This PR rewrites the function to use MFP's current POST /food/add endpoint,
discovered by capturing a real "Add Food to Diary" browser submission via Playwright.

The bug, reproduced

Tested on June 4, 2026 with a freshly authenticated session
(__Secure-next-auth.session-token cookie, fully populated Rails session cookies
including _mfp_session, remember_me, known_user):

GET  https://www.myfitnesspal.com/food/diary/{user}/add  → 404
POST https://www.myfitnesspal.com/food/diary/{user}/add  → 404

The MCP tool returns generic "Failed to add food to diary" but the diary on the
subsequent read has zero matching entries.

The new endpoint

Captured by Playwright submitting the visible Add Food form:

POST /food/add
  authenticity_token=<from search-results page>
  food_entry[food_id]=<data-original-id, NOT mfp_id>
  food_entry[date]=YYYY-MM-DD
  food_entry[quantity]=<servings>
  food_entry[weight_id]=<first data-weight-ids value>
  food_entry[meal_id]=0|1|2|3

Headers:
  X-CSRF-Token: <meta name="csrf-token" content="...">
  Referer:      https://www.myfitnesspal.com/food/search
  (X-Requested-With must NOT be set; that triggers 302 → /account/login)

Two key differences from the legacy contract:

  1. food_entry[food_id] is data-original-id, not mfp_id. They are different IDs.
    The MFP search results expose both:
    • data-external-id="23647715544933" ← matches mfp_id from mfp_search_food
    • data-original-id="1501419233" ← the value /food/add expects
  2. food_entry[meal_id], not meal is the field name for meal selection.

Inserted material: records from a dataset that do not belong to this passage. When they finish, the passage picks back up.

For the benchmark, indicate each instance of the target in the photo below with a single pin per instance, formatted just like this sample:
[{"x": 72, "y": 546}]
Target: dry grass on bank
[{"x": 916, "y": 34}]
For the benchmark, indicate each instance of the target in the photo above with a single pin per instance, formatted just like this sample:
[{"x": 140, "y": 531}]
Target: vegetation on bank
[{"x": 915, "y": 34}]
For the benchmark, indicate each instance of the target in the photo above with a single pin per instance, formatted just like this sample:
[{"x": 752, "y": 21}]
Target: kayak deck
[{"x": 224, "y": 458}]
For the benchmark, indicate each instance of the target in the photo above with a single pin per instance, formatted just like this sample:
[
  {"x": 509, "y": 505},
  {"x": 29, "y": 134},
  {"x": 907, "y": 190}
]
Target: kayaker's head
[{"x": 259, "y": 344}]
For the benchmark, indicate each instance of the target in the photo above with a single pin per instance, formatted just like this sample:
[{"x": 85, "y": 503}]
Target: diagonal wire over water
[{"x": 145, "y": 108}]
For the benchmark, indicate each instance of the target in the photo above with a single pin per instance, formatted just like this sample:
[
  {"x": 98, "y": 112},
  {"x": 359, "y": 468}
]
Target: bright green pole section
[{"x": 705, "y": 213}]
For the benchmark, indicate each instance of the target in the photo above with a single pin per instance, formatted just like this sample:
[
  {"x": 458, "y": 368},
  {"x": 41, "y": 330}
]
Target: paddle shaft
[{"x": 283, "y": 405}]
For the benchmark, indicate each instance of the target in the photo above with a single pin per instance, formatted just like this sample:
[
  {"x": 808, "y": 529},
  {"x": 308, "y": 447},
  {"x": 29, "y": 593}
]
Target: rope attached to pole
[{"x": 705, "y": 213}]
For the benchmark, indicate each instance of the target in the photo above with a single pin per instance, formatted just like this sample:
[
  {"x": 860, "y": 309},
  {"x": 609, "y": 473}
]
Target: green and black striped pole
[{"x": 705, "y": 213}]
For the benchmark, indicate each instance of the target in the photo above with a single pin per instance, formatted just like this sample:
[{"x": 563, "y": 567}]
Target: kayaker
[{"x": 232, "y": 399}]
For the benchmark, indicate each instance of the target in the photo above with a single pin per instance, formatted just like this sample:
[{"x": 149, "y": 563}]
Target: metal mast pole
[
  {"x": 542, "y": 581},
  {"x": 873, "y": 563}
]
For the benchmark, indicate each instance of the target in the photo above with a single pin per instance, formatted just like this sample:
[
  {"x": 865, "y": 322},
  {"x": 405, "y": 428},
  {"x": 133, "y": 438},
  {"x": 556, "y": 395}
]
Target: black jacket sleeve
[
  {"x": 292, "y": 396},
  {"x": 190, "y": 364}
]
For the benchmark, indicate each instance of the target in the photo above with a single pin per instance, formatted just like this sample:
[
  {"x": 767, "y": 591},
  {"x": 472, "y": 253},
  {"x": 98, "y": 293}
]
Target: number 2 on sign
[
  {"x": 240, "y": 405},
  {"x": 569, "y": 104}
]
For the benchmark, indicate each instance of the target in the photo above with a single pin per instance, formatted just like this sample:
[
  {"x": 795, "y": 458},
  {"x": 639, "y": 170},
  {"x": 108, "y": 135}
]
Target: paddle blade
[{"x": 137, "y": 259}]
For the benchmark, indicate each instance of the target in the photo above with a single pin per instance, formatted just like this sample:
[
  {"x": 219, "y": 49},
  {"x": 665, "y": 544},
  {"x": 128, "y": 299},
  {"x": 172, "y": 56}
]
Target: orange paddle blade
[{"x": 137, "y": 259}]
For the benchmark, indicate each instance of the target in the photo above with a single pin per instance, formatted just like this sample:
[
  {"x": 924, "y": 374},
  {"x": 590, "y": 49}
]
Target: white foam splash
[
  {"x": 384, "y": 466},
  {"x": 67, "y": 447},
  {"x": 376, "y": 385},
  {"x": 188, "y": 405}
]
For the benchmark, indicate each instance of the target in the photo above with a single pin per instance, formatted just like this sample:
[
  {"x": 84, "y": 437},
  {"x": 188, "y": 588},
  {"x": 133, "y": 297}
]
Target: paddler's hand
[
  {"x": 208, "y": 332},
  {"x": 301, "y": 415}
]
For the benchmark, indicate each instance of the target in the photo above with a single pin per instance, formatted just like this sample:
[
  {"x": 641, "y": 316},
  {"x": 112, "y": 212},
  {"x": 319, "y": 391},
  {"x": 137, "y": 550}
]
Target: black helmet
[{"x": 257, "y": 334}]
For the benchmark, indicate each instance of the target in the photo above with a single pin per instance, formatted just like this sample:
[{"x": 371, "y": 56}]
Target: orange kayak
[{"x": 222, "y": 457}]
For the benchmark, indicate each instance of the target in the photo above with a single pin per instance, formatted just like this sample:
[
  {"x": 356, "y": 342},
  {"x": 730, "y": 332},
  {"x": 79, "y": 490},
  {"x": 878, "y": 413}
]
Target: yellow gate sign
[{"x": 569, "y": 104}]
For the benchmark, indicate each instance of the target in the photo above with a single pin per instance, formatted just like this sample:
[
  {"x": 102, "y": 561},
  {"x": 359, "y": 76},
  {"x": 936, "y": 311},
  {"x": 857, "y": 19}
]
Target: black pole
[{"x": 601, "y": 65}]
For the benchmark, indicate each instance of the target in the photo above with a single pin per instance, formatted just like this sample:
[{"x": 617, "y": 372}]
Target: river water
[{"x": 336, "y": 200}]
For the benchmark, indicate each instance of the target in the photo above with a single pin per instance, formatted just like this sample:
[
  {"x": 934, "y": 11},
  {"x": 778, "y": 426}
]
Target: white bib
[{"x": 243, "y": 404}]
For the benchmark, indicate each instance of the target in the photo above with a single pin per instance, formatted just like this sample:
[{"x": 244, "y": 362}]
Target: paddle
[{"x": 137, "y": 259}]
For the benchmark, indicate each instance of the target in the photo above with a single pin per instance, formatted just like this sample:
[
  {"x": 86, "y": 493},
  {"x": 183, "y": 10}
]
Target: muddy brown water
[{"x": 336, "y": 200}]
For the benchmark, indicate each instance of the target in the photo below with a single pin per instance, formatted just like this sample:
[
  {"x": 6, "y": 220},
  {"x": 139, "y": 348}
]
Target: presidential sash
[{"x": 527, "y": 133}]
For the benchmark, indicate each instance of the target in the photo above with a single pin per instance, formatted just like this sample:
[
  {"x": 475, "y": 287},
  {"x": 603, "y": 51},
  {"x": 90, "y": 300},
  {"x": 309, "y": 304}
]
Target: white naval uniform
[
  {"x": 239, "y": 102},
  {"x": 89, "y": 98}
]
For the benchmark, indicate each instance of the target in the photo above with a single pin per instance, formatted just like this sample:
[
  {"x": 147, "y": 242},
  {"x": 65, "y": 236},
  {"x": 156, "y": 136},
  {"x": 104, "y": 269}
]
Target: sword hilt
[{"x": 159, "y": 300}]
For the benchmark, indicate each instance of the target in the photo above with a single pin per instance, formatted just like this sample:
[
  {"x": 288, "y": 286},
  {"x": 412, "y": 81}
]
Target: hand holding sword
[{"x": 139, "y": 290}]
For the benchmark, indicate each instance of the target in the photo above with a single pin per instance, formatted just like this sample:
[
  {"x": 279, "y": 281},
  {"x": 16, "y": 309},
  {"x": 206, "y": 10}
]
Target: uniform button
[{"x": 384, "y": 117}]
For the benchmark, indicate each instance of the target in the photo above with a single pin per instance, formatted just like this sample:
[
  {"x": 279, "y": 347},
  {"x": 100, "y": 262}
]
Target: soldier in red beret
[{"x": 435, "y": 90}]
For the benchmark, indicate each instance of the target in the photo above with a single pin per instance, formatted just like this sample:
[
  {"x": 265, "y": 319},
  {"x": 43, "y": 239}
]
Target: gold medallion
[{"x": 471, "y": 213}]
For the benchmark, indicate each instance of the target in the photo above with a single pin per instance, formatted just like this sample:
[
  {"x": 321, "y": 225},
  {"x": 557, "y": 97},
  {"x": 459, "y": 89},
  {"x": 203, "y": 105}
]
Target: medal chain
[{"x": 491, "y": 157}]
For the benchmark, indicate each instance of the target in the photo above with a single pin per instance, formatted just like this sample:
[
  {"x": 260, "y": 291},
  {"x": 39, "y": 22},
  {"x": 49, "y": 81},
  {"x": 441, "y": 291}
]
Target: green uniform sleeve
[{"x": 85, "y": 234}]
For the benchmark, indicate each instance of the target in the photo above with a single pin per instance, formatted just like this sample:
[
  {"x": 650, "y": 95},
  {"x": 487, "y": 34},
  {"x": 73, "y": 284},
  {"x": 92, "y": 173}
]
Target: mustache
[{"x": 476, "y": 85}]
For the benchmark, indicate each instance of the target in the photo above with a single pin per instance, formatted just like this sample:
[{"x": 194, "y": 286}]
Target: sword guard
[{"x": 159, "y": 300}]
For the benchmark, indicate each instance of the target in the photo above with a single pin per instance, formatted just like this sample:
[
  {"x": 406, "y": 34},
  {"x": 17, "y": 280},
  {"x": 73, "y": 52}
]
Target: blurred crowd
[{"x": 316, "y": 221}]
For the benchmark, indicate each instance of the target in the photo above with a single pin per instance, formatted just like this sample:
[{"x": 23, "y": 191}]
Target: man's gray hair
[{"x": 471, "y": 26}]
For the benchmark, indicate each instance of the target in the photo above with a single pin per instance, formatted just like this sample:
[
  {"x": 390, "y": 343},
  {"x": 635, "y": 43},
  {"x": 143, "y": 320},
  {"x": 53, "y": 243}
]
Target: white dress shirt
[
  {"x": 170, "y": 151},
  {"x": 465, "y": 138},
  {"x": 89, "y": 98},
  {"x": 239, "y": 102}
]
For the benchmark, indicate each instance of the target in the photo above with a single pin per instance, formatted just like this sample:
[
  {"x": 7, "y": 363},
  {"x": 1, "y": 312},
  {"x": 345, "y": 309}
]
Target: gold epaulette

How the rewritten function works

  1. Warm the session: visit /food/diary (populates Rails session cookies).
  2. GET /food/add_to_diary?meal=<index> to get an initial authenticity_token.
  3. Resolve the food's name via client.get_food_item_details(mfp_id),
    then POST /food/search to surface a result row with data-original-id and
    data-weight-ids.
  4. POST /food/add with the modern field structure, the meta X-CSRF-Token
    header, and Referer: /food/search.

A 302 to /food/diary/* confirms success. A 302 to /account/login indicates
the session is missing/expired, and a non-redirect response is treated as
failure.

Additional fix

AddFoodToDiaryInput.quantity previously had le=100, which blocked any
gram-quantity entry larger than 100 g — e.g. "200 g cottage cheese",
"109 g ham", "150 g rice" — all common cases. Raised to le=10000.

Verification

Adding 5 foods (109 g ham, 57 g bread, 5 g butter, 43 g cucumber,
200 g cottage cheese, 1 medium orange) via the patched mfp_add_food_to_diary:

  • All 5 calls return {"success": true, ...}
  • Subsequent mfp_get_diary shows all 5 entries with correct quantities,
    units, and nutrition totals
  • Day total moves from 474 cal → 1148 cal as expected

The original code on the same session and food IDs persists 0 entries.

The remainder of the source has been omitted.